In fact, one of the most serious ethical challenges of our age is the pervasive denial of personal responsibility. Our society seems increasingly filled with individuals who are eager to fix blame for their own actions on almost anyone or anything else – their parents, their peers, their teachers, their income level, their race, their religious upbringing, or any number of “special circumstances” that have “made them” the way they are.
The fundamental problem with such reasoning: if you can find any other person who has the same or similar life experiences but has made behavioral choices different from yours, it invalidates the excuses your use for your own behavior.
And so we come to this week’s Torah portion, Bo, which contains one of the most troubling ethical dilemmas of the entire Torah. It is an issue that hinges entirely on the question of personal responsibility and its relation to moral culpability. The issue that has troubled generation after generation of Torah readers: Jewish tradition’s condemnation of Pharaoh for refusing to let the Hebrew slaves go free until Moses and God inflict ten disastrous plagues upon the Egyptians, ending with the death of all those innocent Egyptian firstborn.

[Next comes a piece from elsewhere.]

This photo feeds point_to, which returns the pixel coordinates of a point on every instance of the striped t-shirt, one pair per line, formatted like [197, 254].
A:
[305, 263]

The moral dilemma rests on the assertion by God throughout the drama, that it is God who will consistently harden Pharaoh’s heart so that Pharaoh will refuse to heed the pleas of Moses to “Let my people go.” If it is God who is hardening Pharaoh’s heart, why don’t we hold God and not Pharaoh responsible for Pharaoh’s refusal, the continued Hebrew suffering and the need for the ultimate destruction of all those innocent Egyptians?
Even though the rabbis of the Talmud, Midrash and all subsequent Jewish history go to great lengths to explain away God’s culpability in this story, I believe the ultimate answer is found in the opening words of this week’s portion. “Then God said to Moses, ‘Go to Pharaoh. For I have hardened his heart and the hearts of his courtiers, in order that I may display these My signs among them, and that you may recount in the hearing of your sons and of your sons’ sons how I made a mockery of the Egyptians and how I displayed My signs among them – in order that you may know that I am God.’” (Ex.10:1-2)
That’s the story, and that’s the reason. The entire tale is a grandiose, spiritual, mythic foundation of the relationship between the Jewish people and God for all time. “…that you may recount in the hearing of your sons and of your sons’ sons…in order that you may know that I am God.” It is designed as an unforgettable, dramatic lesson in the power of God, who is the real power in the universe, to overcome any and all human God-pretenders such as Pharaoh (who after all was believed to be a god by his people).
But the rabbis are not content to simply say that God hardened Pharaoh’s heart so that God could make a point that we would never forget throughout all succeeding generations (even though that’s what happened), because within the moral guidelines of their ethical universe, they needed Pharaoh to be responsible for his own behavior.
And so they taught an important and compelling lesson about human nature. They established a principle of human behavior with the simple statement, “Ha-adam nifal l’fee pe-ulo-tav,” “A human being is formed according to his/her own actions.”
The wisdom they brought to this dilemma contains a truism for us all – that each of ultimately has free will to choose our own path, and the decisions we make, the actions we take inevitably lead us step by step to become one kind of person or another. Every choice has consequences, even if taken alone they seem so inconsequential. Just think of the simple steps one takes that can ultimately lead to addictions of all kinds, and you will understand what the rabbis meant.
They believed that all God had to do to “harden” Pharaoh’s heart, was simply allow him to continue making the choices he was already making, taking the path he was already taking and the inevitable result was a cruel heart indifferent to human suffering.
The real lesson for us is to remember each day that everything we do counts. Every decision matters. Every choice has an affect on us, on future choices, on our self-image, and on the kind of person we ultimately turn out to be.